Обочины же вливались в заснеженные пустоши, кое-где украшенные сталагмитами, а над пустошами стелился зернистый лиловый туман. Который, судя по этой самой зернистости, уж точно туманом не являлся.
Сами сталагмиты тоже изменили форму, теперь они стали похожи на трезубцы Нептуна и короны Снежной Королевы. Триумф сюрреализма!
Зазвенело вдалеке на высокой ноте. А потом вновь стихло. Мы тоже помалкивали, даже по сторонам смотреть расхотелось… Лишь Индрик неутомимо вертел головой, снимая встроенной в шлем камерой сомнительные красоты местной природы.
Между тем дорога наша медленно втягивалась в узину между двумя скалами. Вершины их были скрыты во тьме, недосягаемой для света фонарей. Стены, образующие ущелье, казались плоскими, как будто даже искусственно отшлифованными. Неужели рукотворный проход? Или еще одно чудо местной геологии?
Узина эта обещала быть достаточно протяженной. Где-то полчаса быстрым шагом. Усиленная же освещенность ее нервировала. Кому в таком месте понадобилась иллюминация?
Борзунков сделал знак Лехину и Перемолоту, чтобы, значит, не теряли бдительности. А я сделал знак Тане — чтобы не боялась.
Семасиолог Терен и без всяких знаков держался живчиком. А вот Иван Денисович — тот словно бы находился в ином измерении. Его лицо не выражало тревоги. Напротив, он беззаботно и торжественно улыбался, как рекламный пенсионер, накупивший облигаций государственного оборонного займа. И я вдруг отчетливо ощутил: что бы сейчас ни произошло, да хоть ядерный фугас взорвись, Иван Денисович выживет все равно, потому что… потому что так нужно.
Наши страхи оказались напрасными. В узине нас никто не поджидал.

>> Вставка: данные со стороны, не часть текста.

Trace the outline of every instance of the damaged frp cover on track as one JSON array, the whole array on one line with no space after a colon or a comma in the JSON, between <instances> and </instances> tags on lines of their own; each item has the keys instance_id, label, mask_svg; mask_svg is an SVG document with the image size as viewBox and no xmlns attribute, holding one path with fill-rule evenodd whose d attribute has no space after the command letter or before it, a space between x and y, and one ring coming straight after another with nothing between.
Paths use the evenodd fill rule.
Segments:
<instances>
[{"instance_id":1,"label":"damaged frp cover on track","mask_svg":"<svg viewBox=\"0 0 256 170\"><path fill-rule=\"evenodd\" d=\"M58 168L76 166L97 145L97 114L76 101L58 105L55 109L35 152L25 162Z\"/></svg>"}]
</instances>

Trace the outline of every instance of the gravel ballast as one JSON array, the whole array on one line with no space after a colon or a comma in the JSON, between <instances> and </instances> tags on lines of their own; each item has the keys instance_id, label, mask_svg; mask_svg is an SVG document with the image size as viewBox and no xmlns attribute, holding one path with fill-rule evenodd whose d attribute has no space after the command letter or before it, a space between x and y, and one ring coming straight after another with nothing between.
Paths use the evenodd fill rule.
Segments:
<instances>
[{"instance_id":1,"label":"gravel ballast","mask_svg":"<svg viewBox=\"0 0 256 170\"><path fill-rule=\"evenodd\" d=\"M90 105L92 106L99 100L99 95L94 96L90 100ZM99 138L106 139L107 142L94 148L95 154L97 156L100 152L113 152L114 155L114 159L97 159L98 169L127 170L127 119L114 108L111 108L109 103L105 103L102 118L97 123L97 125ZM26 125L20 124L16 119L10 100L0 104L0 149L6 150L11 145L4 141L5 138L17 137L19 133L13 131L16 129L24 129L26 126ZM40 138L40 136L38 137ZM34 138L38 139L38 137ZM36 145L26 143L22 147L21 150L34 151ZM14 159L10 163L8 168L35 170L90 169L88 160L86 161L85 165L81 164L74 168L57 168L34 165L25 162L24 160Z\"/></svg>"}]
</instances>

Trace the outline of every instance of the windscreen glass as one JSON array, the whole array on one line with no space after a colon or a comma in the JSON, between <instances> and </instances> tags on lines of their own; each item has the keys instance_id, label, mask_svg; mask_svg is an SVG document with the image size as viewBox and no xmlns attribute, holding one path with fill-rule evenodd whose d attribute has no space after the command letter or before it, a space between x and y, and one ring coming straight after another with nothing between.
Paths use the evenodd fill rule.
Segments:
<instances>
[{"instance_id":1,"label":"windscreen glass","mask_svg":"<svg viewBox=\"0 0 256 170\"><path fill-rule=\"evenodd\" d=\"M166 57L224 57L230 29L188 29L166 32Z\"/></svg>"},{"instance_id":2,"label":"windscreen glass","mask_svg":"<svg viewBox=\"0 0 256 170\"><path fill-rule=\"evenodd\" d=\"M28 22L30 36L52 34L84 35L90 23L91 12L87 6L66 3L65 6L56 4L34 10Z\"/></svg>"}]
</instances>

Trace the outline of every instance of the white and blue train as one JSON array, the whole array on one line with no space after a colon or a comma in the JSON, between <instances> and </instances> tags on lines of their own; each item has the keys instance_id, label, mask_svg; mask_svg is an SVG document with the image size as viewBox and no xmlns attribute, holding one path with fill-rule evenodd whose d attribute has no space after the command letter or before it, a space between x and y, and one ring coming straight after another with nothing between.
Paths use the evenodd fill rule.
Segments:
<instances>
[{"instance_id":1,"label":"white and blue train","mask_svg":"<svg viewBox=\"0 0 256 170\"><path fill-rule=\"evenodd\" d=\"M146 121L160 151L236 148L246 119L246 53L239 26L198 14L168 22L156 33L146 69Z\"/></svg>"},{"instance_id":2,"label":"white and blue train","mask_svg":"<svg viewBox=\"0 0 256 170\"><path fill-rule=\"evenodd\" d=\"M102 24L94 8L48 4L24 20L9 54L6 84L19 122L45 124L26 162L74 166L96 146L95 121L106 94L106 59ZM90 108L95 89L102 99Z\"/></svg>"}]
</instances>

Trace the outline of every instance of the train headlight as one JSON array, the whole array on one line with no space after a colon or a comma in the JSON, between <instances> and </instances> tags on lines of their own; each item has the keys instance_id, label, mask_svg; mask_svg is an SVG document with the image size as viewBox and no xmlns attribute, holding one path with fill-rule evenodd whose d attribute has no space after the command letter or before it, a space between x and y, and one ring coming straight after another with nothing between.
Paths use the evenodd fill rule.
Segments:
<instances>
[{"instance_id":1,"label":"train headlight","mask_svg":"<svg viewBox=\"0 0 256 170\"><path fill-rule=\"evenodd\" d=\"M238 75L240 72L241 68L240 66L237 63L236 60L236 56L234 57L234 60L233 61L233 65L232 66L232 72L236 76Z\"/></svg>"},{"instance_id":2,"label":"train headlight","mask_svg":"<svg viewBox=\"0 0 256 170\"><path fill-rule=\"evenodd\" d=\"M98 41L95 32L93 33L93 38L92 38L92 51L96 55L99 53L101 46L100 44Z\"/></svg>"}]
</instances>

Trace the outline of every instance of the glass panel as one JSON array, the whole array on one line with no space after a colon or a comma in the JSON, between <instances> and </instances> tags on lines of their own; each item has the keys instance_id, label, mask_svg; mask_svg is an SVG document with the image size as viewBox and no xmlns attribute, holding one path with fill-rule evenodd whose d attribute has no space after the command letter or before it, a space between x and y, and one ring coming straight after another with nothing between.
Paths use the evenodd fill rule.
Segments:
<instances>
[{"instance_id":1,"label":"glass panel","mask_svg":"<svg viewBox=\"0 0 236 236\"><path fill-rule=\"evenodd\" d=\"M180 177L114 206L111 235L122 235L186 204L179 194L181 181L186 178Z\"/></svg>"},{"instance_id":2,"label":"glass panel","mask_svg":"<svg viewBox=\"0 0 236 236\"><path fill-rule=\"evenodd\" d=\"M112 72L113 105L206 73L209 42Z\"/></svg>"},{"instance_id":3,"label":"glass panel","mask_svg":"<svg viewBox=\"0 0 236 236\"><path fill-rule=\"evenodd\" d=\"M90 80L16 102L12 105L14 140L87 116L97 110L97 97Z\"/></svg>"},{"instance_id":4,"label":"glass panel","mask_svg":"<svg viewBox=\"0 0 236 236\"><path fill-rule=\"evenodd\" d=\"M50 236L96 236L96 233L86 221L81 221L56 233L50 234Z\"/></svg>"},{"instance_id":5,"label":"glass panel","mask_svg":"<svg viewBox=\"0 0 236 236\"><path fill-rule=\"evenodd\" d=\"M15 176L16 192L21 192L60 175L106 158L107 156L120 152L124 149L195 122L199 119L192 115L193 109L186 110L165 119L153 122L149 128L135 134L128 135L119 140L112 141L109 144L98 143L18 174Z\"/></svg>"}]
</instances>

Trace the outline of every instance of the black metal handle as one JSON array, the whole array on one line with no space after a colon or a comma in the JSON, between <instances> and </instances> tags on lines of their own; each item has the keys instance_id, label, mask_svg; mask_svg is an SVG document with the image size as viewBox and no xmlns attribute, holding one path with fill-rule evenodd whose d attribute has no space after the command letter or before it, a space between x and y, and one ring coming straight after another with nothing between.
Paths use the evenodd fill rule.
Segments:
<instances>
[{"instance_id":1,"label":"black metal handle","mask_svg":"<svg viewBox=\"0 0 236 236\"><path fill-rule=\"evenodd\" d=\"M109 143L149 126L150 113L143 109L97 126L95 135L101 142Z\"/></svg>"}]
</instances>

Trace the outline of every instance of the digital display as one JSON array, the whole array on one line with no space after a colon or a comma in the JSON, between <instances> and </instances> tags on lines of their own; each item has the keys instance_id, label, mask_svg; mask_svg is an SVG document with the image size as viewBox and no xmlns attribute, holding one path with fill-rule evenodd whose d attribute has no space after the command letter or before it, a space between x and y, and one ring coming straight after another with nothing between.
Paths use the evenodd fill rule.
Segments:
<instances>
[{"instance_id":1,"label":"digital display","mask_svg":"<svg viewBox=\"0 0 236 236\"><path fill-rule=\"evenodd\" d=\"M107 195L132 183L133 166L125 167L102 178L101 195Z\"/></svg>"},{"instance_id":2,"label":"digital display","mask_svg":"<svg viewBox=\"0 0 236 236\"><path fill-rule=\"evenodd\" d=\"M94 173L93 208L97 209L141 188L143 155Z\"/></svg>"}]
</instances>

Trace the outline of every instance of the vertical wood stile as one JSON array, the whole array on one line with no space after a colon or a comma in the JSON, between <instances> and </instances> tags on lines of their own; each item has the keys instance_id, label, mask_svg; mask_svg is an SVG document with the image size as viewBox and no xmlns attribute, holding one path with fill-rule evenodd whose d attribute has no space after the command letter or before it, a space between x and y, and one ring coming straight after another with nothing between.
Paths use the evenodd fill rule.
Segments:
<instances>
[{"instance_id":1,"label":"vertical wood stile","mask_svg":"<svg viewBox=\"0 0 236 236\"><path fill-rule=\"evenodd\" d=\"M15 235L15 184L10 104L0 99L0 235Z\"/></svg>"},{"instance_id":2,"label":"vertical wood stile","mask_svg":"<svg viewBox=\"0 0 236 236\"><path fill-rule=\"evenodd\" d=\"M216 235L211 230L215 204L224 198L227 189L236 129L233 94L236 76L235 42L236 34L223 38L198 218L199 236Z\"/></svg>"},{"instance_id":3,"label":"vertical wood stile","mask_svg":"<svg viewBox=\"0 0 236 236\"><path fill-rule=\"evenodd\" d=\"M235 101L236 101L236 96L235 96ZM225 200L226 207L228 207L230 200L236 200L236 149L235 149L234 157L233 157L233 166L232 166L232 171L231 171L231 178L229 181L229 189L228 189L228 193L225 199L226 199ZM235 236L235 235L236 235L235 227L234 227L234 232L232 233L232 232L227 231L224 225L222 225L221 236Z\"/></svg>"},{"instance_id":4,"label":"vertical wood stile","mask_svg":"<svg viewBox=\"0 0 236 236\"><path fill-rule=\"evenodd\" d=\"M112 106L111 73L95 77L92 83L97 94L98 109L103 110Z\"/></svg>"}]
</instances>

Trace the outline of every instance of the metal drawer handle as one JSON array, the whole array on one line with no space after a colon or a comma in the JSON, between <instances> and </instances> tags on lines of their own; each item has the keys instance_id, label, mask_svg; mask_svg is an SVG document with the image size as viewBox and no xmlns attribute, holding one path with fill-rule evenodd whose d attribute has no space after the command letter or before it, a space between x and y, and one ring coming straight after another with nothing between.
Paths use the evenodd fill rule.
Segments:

Хотя и без сюрпризов не обошлось.
— Ты глянь-ка, картина! Лес, полный чудес! — воскликнул Лехин, и его бесхитростные глаза вечного ребенка (среди инженеров такие глаза не редкость) восхищенно сверкнули. — А дальше — еще одна! И дальше вон — сколько их! Третьяковская галерея!
— «Наш ковер цветочная поля-а-ана… Наши стены сосны велика-а-аны», — напел Борзунков.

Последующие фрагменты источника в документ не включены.